A thousand years ago, theology was the
queen of the sciences, and only medicine, of these three, had an empirical and practical component. Gradually, however, as the medieval gave way to the modern, science detached itself from theology and drifted over into the same empirical and practical camp as medicine. This, in turn, marginalized theology, which became the discipline, left behind by changing ideas of science. It also changed medicine, the practical and empirical discipline as it became far more abstract in its embrace of impersonal science late in the millennium.
What was it about the massive shift from the medieval to the modern that brought about these changes in science, theology, and medicine? A major part of the answer must lie in what some scholars have called the "banishment of self."

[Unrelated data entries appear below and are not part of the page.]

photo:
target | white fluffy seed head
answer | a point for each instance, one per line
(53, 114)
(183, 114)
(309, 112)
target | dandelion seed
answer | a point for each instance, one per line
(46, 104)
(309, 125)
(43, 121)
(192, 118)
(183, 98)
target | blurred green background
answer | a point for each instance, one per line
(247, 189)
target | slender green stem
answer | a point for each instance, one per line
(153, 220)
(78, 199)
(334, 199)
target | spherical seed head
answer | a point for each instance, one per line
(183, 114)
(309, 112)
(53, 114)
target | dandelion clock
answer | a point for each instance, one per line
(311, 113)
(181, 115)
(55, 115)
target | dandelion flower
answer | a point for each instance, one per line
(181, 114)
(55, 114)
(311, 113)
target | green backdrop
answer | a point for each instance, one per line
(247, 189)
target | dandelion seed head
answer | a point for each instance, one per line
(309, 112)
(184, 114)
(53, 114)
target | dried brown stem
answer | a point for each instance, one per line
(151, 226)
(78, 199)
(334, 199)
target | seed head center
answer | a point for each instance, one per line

Medieval thinkers saw the world as pervaded by self - the selves of men and women and the great Self of God. These selves were the only actors in the world with everything else passive and receptive. It was more than just an anthropomorphic sense of things. Personified motives were seen behind every activity. In such a world, theology was the queen of the sciences because it was a search for the great Self (God) behind all the world processes and behind all the lesser selves who also acted in this world. By mid-millennium, however, this medieval world view was already breaking down because of a shift to empirical observation and measurement. Men whom we now think of as early scientists - Galileo, Copernicus, Newton - began to view the world as an impersonal machine, rather than as the projection of some great Self or selves.
As a result, science during the second half of our millennium became the study of this impersonal machine, and medicine became the parallel study of a machine-like human body. This left theology either to continue alone in its medieval search for the great Self or to adopt an impersonal, law-oriented approach to the transcendent. In either case, theology had moved to the periphery of Western culture.

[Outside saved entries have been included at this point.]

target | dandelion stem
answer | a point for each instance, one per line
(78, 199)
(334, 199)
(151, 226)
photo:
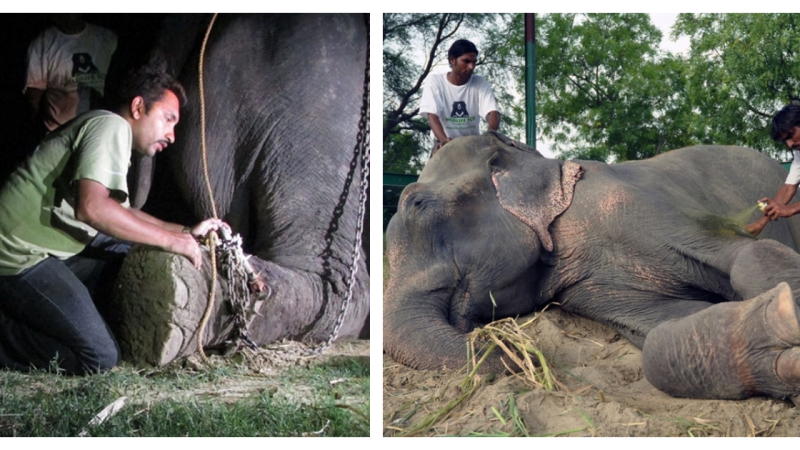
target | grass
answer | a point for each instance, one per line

In fact, to a thoroughly modern sensibility, it might seem strange to link theology with science and medicine at all. But in fact the paths of these three disciplines did overlap and interrelate, with medicine and science growing together and religion largely going its own separate way.
Today, all this may be changing again. Recent debates over quantum theory and artificial intelligence may hint at a new kind of science. Furthermore, a growing interest in the holistic treatment of disease may presage a reintroduction of the human self into 21st-century medicine. But if what we know as the "modern" era is starting to break down, this story really belongs to the next millennium, not to this one.
The fact is that the thousand-year period now ending saw a major shift from medieval to modern in Western thought. Taking this millennium as a whole, the description of the world as a self-less universe of matter will be long remembered as the "modern" scientific ideal, and "modern" medicine will long be remembered for its treatment of humans as self-less bodies and processes.
This is not to say that something better is not on its way, but only to be fair to a thousand years of human history and to recognize it for what it truly has been.